- Supreme Court of the United States

Argued December 9, 2008 Decided January 26, 2009
- Full case name: Arizona, Petitioner v. Lemon Montrea Johnson
- Docket no.: 07-1122
- Citations: 555 U.S. 323 (more) 129 S. Ct. 781; 172 L. Ed. 2d 694; 2009 U.S. LEXIS 868; 77 U.S.L.W. 4096; 21 Fla. L. Weekly Fed. S 620

Case history
- Prior: Reversed, 217 Ariz. 58, 170 P.3d 667 (App. 2007). Review denied, Arizona Supreme Court, 2007 Ariz. LEXIS 154. Certiorari granted, 554 U.S. ___, 128 S.Ct. 2961, 171 L.Ed. 884 (2008).

Holding
- Police may conduct a Terry-stop patdown of a passenger in a stopped automobile if they reasonably suspect that the passenger is armed and dangerous.

Court membership
- Chief Justice John Roberts Associate Justices John P. Stevens · Antonin Scalia Anthony Kennedy · David Souter Clarence Thomas · Ruth Bader Ginsburg Stephen Breyer · Samuel Alito

Case opinion
- Majority: Ginsburg, joined by unanimous

Laws applied
- U.S. Const. amend. IV

= Arizona v. Johnson =

Arizona v. Johnson, 555 U.S. 323 (2009), is a United States Supreme Court case in which the Court held, by unanimous decision, that police may conduct a Terry-stop patdown of a passenger in an automobile that has been lawfully stopped for a minor traffic violation, provided that the police reasonably suspect that the passenger is armed and dangerous.

== Background ==
Tucson, Arizona police officers were patrolling a neighborhood associated with the Crips street gang when they stopped a vehicle because its registration had been suspended. Officers noticed that Lemon Montrea Johnson, the vehicle's backseat passenger, looked back and kept his eyes on the officers as they approached, that he was wearing a blue bandana (consistent with Crips membership) and that he had a police scanner in his pocket. While in the car, Johnson stated that he was from a town that the officer knew to be associated with the Crips gang, and also admitted that had served a prison sentence for burglary and had been out of prison for about a year. The police asked Johnson to exit and step away from the car because they wanted to question him and gather gang intelligence. After he complied, the police patted him down because they believed that he was armed and dangerous, based on their observations and Johnson's statements. The pat-down search revealed a gun, and Johnson was arrested.

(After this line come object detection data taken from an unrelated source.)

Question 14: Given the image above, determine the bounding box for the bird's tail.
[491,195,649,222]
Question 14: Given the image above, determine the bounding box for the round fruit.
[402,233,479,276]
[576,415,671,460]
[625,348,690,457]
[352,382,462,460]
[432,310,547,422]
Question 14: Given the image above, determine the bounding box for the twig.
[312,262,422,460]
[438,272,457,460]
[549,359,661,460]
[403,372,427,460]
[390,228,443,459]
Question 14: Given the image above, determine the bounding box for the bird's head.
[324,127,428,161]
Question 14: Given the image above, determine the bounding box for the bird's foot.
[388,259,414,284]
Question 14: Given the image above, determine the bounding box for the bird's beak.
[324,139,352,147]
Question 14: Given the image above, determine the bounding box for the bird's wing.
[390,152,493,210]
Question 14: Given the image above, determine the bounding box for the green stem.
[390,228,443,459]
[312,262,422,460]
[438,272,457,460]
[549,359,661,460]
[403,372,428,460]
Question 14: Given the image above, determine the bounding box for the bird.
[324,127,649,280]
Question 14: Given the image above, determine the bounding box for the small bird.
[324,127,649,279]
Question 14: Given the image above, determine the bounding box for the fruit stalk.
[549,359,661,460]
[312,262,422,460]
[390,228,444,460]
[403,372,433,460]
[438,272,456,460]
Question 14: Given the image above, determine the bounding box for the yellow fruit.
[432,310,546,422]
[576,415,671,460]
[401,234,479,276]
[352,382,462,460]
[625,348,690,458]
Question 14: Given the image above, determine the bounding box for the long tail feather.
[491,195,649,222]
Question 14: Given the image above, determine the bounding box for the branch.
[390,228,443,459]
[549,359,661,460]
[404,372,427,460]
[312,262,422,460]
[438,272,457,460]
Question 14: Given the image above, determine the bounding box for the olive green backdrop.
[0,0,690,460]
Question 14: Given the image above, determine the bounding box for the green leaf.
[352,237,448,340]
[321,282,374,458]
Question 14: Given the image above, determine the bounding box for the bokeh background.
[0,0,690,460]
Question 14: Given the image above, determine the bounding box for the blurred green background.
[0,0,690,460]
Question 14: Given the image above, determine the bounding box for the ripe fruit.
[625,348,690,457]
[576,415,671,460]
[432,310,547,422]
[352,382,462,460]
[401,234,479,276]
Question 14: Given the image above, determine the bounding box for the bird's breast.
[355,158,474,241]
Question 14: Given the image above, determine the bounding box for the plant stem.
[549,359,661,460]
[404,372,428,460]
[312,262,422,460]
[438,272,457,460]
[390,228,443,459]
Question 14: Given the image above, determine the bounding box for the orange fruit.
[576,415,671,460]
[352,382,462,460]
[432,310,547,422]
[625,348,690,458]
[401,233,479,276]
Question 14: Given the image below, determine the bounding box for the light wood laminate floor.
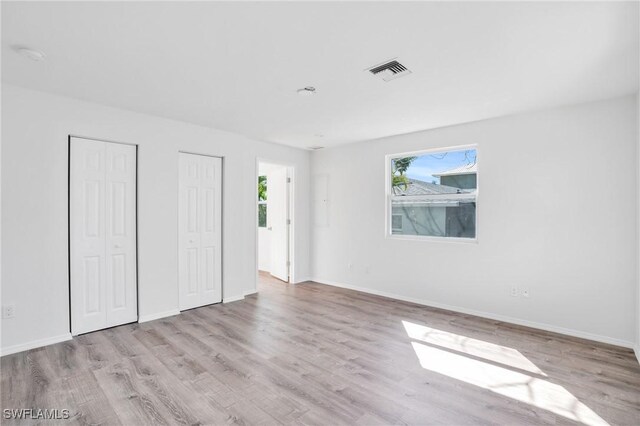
[2,274,640,425]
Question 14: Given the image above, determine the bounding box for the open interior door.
[267,167,289,282]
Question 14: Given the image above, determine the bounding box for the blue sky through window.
[406,149,476,183]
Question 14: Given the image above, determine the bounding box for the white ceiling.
[2,2,639,148]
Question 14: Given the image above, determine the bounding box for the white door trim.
[67,134,140,336]
[254,156,297,294]
[176,150,225,312]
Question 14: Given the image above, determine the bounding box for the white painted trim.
[0,333,73,356]
[251,156,299,294]
[138,309,180,323]
[312,278,640,350]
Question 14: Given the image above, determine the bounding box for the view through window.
[389,148,478,239]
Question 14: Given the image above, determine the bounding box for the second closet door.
[178,153,222,310]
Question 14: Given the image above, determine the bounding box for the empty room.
[0,1,640,426]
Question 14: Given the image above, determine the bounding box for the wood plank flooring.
[1,274,640,425]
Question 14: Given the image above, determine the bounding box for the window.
[258,176,267,228]
[387,147,478,239]
[391,214,402,232]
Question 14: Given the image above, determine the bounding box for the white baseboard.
[0,333,72,356]
[138,309,180,322]
[222,294,244,303]
[311,278,639,350]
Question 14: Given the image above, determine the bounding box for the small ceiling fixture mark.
[12,46,47,62]
[297,86,316,96]
[367,59,411,81]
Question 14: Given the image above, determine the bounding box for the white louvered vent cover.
[369,60,411,81]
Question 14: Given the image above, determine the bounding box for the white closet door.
[105,143,138,327]
[69,138,138,335]
[178,153,222,310]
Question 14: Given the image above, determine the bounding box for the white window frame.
[384,144,480,244]
[391,213,404,231]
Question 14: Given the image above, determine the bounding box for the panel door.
[69,138,138,335]
[69,139,107,334]
[267,167,289,281]
[105,143,138,327]
[178,153,222,310]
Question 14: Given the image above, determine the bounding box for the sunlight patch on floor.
[403,321,608,425]
[402,321,546,376]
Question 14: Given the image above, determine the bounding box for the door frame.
[254,156,297,294]
[176,149,225,312]
[67,133,140,336]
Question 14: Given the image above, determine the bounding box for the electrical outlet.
[2,305,16,318]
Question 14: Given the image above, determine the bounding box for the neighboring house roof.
[393,179,466,195]
[433,163,478,177]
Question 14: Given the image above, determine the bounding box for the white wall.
[635,92,640,362]
[311,96,638,347]
[1,84,309,353]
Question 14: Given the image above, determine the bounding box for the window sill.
[385,234,478,244]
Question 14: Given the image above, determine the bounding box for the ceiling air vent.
[369,60,411,81]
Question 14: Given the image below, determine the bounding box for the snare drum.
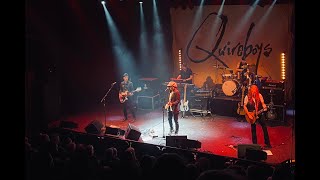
[222,79,240,96]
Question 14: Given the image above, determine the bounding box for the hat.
[167,81,178,88]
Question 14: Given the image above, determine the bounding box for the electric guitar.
[180,84,189,111]
[237,86,246,115]
[164,92,173,112]
[245,107,269,124]
[119,87,141,103]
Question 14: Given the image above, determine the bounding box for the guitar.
[119,87,141,103]
[237,86,246,115]
[245,107,269,124]
[164,92,173,112]
[180,84,189,111]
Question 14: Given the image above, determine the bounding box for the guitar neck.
[183,84,187,102]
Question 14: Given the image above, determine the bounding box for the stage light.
[178,49,182,71]
[281,53,286,80]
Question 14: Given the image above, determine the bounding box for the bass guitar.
[245,107,269,124]
[237,86,246,115]
[119,87,141,103]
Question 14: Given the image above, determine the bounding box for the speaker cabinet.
[84,120,103,134]
[210,97,241,117]
[124,124,141,141]
[238,144,262,159]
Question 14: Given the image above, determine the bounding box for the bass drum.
[222,80,240,96]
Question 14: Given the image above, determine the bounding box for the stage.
[49,100,295,163]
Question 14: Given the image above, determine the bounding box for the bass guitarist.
[243,85,271,149]
[119,73,136,121]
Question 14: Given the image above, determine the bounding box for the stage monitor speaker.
[246,149,268,161]
[124,123,141,141]
[105,125,121,136]
[84,120,103,134]
[60,121,78,129]
[187,139,201,149]
[238,144,262,159]
[166,136,187,148]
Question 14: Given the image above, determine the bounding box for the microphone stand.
[100,83,116,128]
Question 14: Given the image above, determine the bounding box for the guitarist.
[165,81,180,135]
[243,85,271,149]
[119,73,136,121]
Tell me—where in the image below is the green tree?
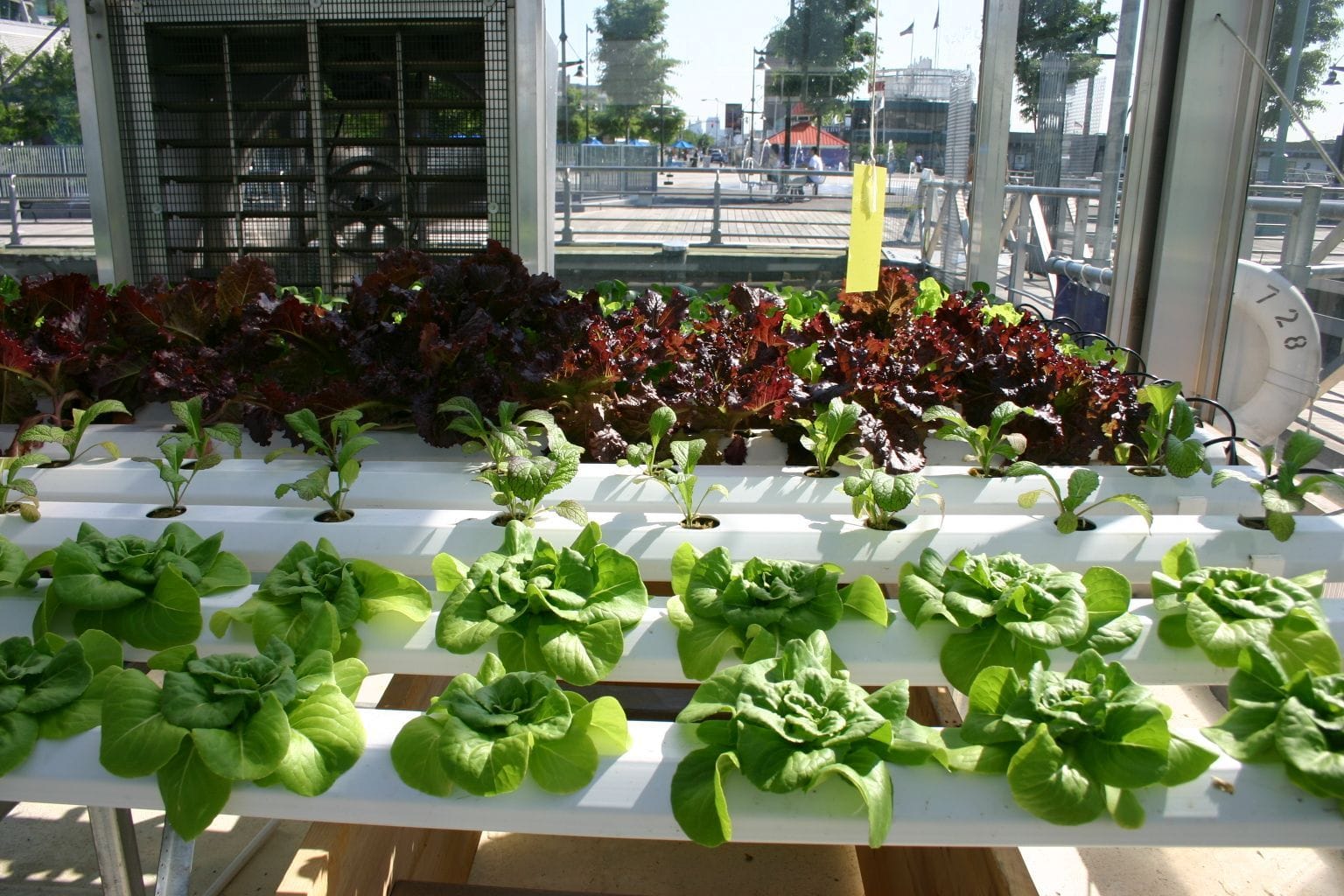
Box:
[766,0,876,121]
[1013,0,1119,121]
[0,33,82,144]
[1261,0,1344,133]
[592,0,680,136]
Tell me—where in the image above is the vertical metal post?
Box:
[8,175,23,248]
[967,0,1023,288]
[88,806,145,896]
[1070,196,1091,255]
[155,821,195,896]
[561,168,574,246]
[1008,193,1031,295]
[710,171,723,246]
[1278,184,1321,293]
[1093,0,1140,268]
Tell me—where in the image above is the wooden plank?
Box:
[855,846,1036,896]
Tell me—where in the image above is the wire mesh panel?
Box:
[108,0,511,289]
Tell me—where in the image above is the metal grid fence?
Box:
[108,0,511,288]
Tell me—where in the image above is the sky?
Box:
[546,0,1344,145]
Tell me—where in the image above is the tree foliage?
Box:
[766,0,876,118]
[1013,0,1119,121]
[592,0,680,106]
[0,32,82,144]
[1259,0,1344,133]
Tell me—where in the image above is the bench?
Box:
[0,461,1344,892]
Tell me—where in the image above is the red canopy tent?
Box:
[765,122,850,168]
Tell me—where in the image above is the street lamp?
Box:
[747,50,770,158]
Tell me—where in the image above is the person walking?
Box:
[808,146,827,196]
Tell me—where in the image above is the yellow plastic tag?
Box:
[844,165,887,293]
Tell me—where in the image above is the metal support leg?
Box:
[155,821,195,896]
[88,806,145,896]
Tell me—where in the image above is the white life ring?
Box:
[1218,258,1321,444]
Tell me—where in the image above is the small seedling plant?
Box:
[1152,542,1340,675]
[0,452,51,522]
[438,396,587,525]
[438,395,566,466]
[132,396,242,516]
[798,397,863,477]
[943,650,1216,828]
[923,402,1036,475]
[668,544,891,680]
[900,548,1143,693]
[1214,430,1344,542]
[1203,643,1344,810]
[19,399,129,466]
[391,653,630,796]
[672,632,941,848]
[1116,383,1214,480]
[266,407,378,522]
[617,406,729,529]
[840,452,943,532]
[433,522,649,687]
[1004,461,1153,535]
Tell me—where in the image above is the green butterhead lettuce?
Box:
[1204,643,1344,808]
[943,650,1215,828]
[32,522,251,650]
[98,638,368,840]
[210,539,430,660]
[668,544,890,680]
[0,630,121,775]
[393,654,630,796]
[1152,542,1340,675]
[900,548,1143,693]
[433,522,649,687]
[672,632,941,848]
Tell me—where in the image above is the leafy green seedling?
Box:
[798,397,863,477]
[169,395,243,466]
[130,396,243,516]
[0,452,51,522]
[840,452,945,532]
[476,437,587,525]
[1004,461,1153,535]
[266,407,378,522]
[438,395,566,466]
[1116,383,1214,480]
[1214,430,1344,542]
[923,402,1036,475]
[619,406,729,529]
[19,399,129,466]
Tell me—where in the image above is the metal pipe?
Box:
[561,168,574,246]
[200,818,279,896]
[155,821,196,896]
[8,175,23,248]
[88,806,145,896]
[1046,256,1114,286]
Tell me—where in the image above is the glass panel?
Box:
[1221,0,1344,467]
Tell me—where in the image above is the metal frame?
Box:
[1113,0,1273,395]
[68,0,130,284]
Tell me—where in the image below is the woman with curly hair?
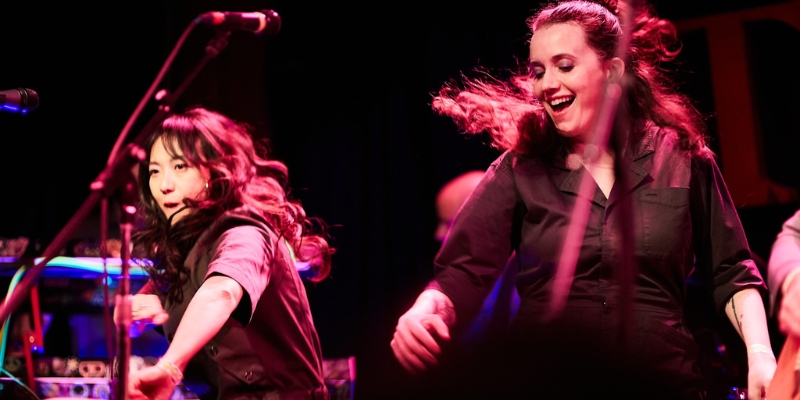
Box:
[391,0,776,399]
[115,107,333,400]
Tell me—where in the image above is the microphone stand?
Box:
[0,19,230,400]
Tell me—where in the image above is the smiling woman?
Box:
[115,107,333,400]
[149,135,210,224]
[391,0,776,399]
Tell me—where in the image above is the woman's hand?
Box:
[391,290,455,374]
[128,366,177,400]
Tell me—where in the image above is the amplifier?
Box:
[0,377,197,400]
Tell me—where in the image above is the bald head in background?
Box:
[434,170,484,242]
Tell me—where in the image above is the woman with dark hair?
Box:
[391,0,776,399]
[115,107,333,399]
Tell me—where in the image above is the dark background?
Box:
[0,0,798,399]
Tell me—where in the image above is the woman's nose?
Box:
[159,174,175,194]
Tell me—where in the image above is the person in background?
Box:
[391,0,776,400]
[434,170,519,350]
[114,107,333,400]
[767,210,800,338]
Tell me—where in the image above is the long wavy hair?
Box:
[132,107,334,301]
[431,0,712,156]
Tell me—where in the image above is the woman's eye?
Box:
[558,63,575,72]
[530,67,544,79]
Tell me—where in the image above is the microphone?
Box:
[0,88,39,114]
[195,10,281,36]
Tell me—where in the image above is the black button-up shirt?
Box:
[434,125,766,356]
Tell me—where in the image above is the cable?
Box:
[0,265,41,400]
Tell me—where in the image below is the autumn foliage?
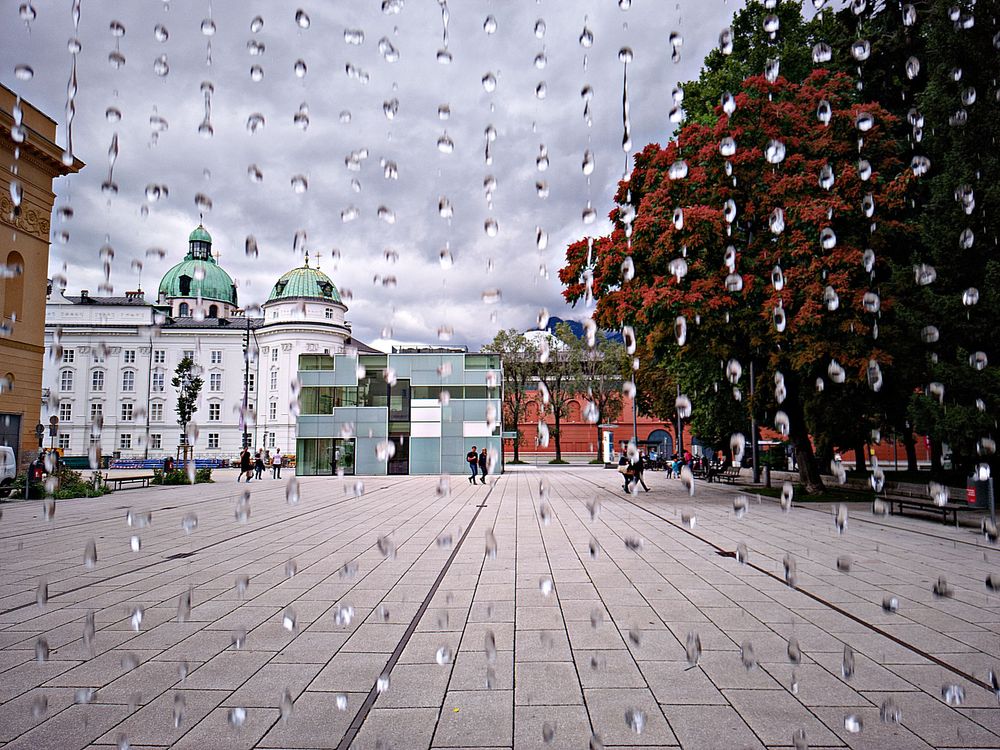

The trial court denied Johnson's motion to dismiss. On appeal, the Arizona Court of Appeals reversed, concluding that Johnson's detention had evolved into a consensual encounter because the police investigation into his gang affiliation was unrelated to the traffic stop. The Arizona Supreme Court denied review, and the Supreme Court of the United States granted certiorari.

At issue was the question of whether a police officer may search a vehicle stopped for a minor traffic offense when he has no reason to believe that a passenger is committing, or has committed a crime, but reasonably suspects that the driver is armed and dangerous,

== Opinion of the Court ==
The Court ruled that police may lawfully stop and detain an automobile and its occupants pending an inquiry into a minor traffic violation, and may conduct a pat-down search of an occupant if the police reasonably suspect that the individual is armed and dangerous. During a traffic stop, the police may order occupants to exit the vehicle pending completion of the stop. A police officer may pat down a driver once he exits a vehicle if the officer reasonably believes that the driver is armed and dangerous. Passengers are seized under the Fourth Amendment once the vehicle in which they are traveling, when stopped by the police, comes to a complete stop on the side of the road, and the passengers therefore have standing to challenge the constitutionality of the traffic stop.

The Court disagreed with the state appeals court's characterization of Johnson's encounter with the police as consensual. It quoted the dissenting state appellate court judge, who noted that the pat-down occurred shortly after the car had been stopped, and that Johnson would not reasonably have felt he was free to leave at the time of the pat-down. The Court observed that a seizure occurs when the police stop a car for a traffic violation, and the seizure continues and is usually reasonable until the police inform the car's occupants that they are free to leave. In addition, questioning by the police about a matter unrelated to the traffic stop does not make the stop unlawful, as long as those inquiries do not measurably extend the duration of the stop. Here, the act of the traffic stop signaled to Johnson that he was not free to leave, and nothing prior to the pat-down indicated otherwise. The police were not required to afford Johnson the opportunity to leave without ensuring that he was not armed and dangerous.

The judgment of the Arizona Court of Appeals was reversed, and the case was remanded for further proceedings.